British Parasnowsport: UK Sport launch bullying investigation
UK Sport has launched an independent investigation into allegations of bullying and discrimination in British Parasnowsport, the BBC can reveal.
The complainant, British Para-snowboarder Cassie Cava, says she was made to feel "worthless" after revealing she has post-traumatic stress disorder (PTSD).
Cava, who was not included in the initial selection for the British team for the Pyeongchang Winter Paralympics in March, spent time in a psychiatric unit in early 2017.
"They made me feel really bad for opening up about my mental health," she told BBC Sport.
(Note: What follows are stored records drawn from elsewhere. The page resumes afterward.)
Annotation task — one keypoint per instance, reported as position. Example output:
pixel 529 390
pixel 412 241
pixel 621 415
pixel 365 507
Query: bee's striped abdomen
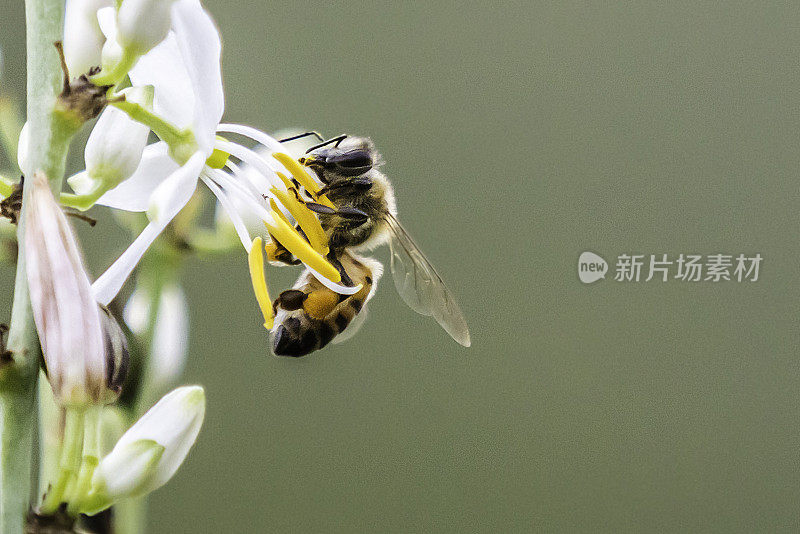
pixel 315 314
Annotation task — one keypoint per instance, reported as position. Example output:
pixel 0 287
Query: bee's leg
pixel 300 136
pixel 334 260
pixel 289 300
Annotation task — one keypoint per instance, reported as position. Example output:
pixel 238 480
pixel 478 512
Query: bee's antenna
pixel 300 136
pixel 337 140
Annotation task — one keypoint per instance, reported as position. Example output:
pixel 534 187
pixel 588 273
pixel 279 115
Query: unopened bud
pixel 142 24
pixel 117 355
pixel 150 452
pixel 67 317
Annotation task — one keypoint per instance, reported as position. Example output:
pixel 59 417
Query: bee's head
pixel 343 155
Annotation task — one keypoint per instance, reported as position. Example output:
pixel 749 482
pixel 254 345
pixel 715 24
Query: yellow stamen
pixel 302 176
pixel 305 218
pixel 294 243
pixel 272 251
pixel 255 260
pixel 277 211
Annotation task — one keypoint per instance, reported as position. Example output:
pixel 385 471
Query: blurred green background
pixel 518 135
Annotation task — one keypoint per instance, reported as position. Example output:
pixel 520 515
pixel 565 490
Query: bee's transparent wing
pixel 420 285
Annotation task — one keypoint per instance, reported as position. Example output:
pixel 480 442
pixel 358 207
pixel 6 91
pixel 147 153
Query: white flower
pixel 142 24
pixel 71 329
pixel 151 451
pixel 83 39
pixel 115 146
pixel 170 331
pixel 185 72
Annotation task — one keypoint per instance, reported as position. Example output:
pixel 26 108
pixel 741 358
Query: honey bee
pixel 310 315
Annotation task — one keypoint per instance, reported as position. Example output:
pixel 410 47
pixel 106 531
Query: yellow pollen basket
pixel 302 176
pixel 255 260
pixel 320 303
pixel 294 243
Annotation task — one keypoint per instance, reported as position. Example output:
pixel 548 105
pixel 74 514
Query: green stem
pixel 46 152
pixel 181 143
pixel 6 186
pixel 91 457
pixel 68 462
pixel 10 126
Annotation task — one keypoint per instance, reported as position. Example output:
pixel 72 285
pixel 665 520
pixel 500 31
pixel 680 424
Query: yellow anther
pixel 277 211
pixel 218 158
pixel 272 251
pixel 294 243
pixel 289 185
pixel 305 218
pixel 255 260
pixel 302 176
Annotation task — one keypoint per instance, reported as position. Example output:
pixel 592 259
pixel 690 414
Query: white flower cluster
pixel 170 52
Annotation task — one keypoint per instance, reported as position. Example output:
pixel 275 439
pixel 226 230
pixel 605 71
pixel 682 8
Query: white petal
pixel 171 195
pixel 107 21
pixel 174 423
pixel 142 24
pixel 163 68
pixel 254 134
pixel 114 148
pixel 108 285
pixel 110 282
pixel 129 470
pixel 233 213
pixel 137 311
pixel 198 40
pixel 134 193
pixel 83 39
pixel 333 286
pixel 23 147
pixel 170 338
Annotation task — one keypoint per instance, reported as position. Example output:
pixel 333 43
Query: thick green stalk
pixel 46 153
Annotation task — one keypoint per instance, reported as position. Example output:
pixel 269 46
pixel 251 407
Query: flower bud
pixel 142 24
pixel 67 317
pixel 117 355
pixel 83 39
pixel 150 452
pixel 114 148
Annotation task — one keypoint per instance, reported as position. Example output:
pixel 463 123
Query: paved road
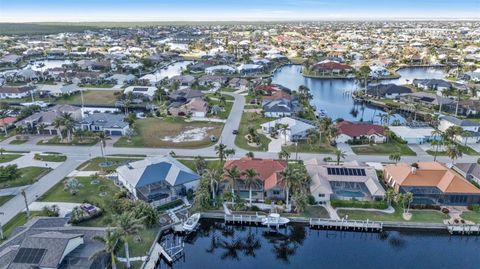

"I have had my dreams shattered."
Cava, who had her right foot amputated in 2014 and was one of the faces of the 'This Girl Can' campaign a year later, says the recent situation with her national governing body has led to her experiencing "suicidal feelings."
A UK Sport spokesperson told the BBC "athlete welfare is of the utmost importance to all of us".
They and British Parasnowsport (BPS) say the jointly commissioned independent investigation will be carried out by Sports Resolutions UK, who have worked on a series of high-profile cases involving British athletes and national governing bodies.
In their own statement BPS confirmed that "an athlete" - known to be Cava - made the complaint to UK Sport regarding a "BPS staff member and a range of other issues".
"As is absolutely necessary in these circumstances, the complaint will be fully investigated by an independent organisation who will report back to us and UK Sport when it's completed," the statement added.
"We would caution against any conclusions being drawn by others not in possession of all the facts."
British Parasnowsport is the latest UK Sport funded National Governing Body (NGB) to become embroiled in controversy surrounding athlete welfare following inquiries into duty of care standards in British Para Swimming, British Cycling, British Gymnastics and GB Taekwondo, among others, in the last year.
Cava suffered from clubfoot since infancy and opted to have her right foot removed after a series of operations to improve her condition failed.
The 26-year-old believes sport was a "real driver" for her to "carry on life" after the amputation and hoped snowboarding would lead to a Paralympic career.
However, Cava - who has successfully trained and competed with the British Para-triathlon team during the summer months in recent years - struggled in the British Parasnowsport setup almost immediately after joining in 2015.
"It was very male-dominated and being an only girl it was a lonely place, it was hard from the word go," said Cava.
Her mental health continued to deteriorate before she and her family took the decision to undergo psychiatric treatment in February 2017.
At this time Cava also learnt that her UK Sport support was to end two months later.
"Afterwards I really felt like I'd been discriminated against because it was a mental health problem rather than a physical problem," says Cava.
The British Athletes Commission (BAC) helped secure full reinstatement in September, while UK Sport also backdated payments to the beginning of June.
Cava achieved the initial qualification criteria for a British athlete hoping to compete at the 2018 Winter Paralympics by claiming a World Cup silver medal in New Zealand in September last year.
However, she was not named amongst the first batch of athletes selected for the Paralympics GB squad following discussions between several concerned parties about how to best support her needs at the Games.
Although the final ParalympicsGB Winter Games athlete line-up selections are due to be made in the coming weeks, the snowboarder has now removed herself from contention - describing the decision as an "enormous relief".
UK Sport responded by stating that "British Parasnowsport, UK Sport, the British Athletes' Commission and the British Paralympic Association were working together to support Cassie's ambition to compete at the Paralympic Games.
"Cassie was involved in developing a plan to support her through the selection process and to compete in PyeongChang."
UK Sport, who will continue to fund Cava until April, insist that all options remained open for the snowboarder until she removed herself from the British Parasnowsport programme at the beginning of the year.
"I think it's really important to speak out now because I think when I've been stuck in it, my voice hasn't been heard and I haven't been taken seriously by anybody involved. And how I've been treated has been incredibly unfair and I don't think any other athlete should be put in this position. I have really suffered in the system and I want things to change. It's not ok," said Cava.
"I hope that the kind of safeguarding and athlete welfare will be taken a lot more seriously and I think that's why I feel the need to speak up because it's really been neglected and it's dangerous."
In a joint statement, the British Paralympic Association [BPA], UK Sport and BPS said: "Any allegations will now be independently and thoroughly investigated, so we are unable to comment further."
Since cycling's independent review in June 2017, UK Sport claim to have attempted to address concerns around athlete welfare by introducing a number of measures, including the establishment of a Sport Integrity Function and development of a 'Culture Health Check' process.
The findings of the investigation are not expected to be revealed until after the 2018 Winter Paralympics have ended in late March.
The BBC understands that Cava is currently considering her own legal options.
Meanwhile, Cava is considering potential future career options in Para Triathlon, although her disability category is not currently one of those selected for the Tokyo 2020 Games.
Another option which could potentially be open to the athlete would be to switch to her father's nationality and compete in Para-snowboarding for Ireland in the years ahead.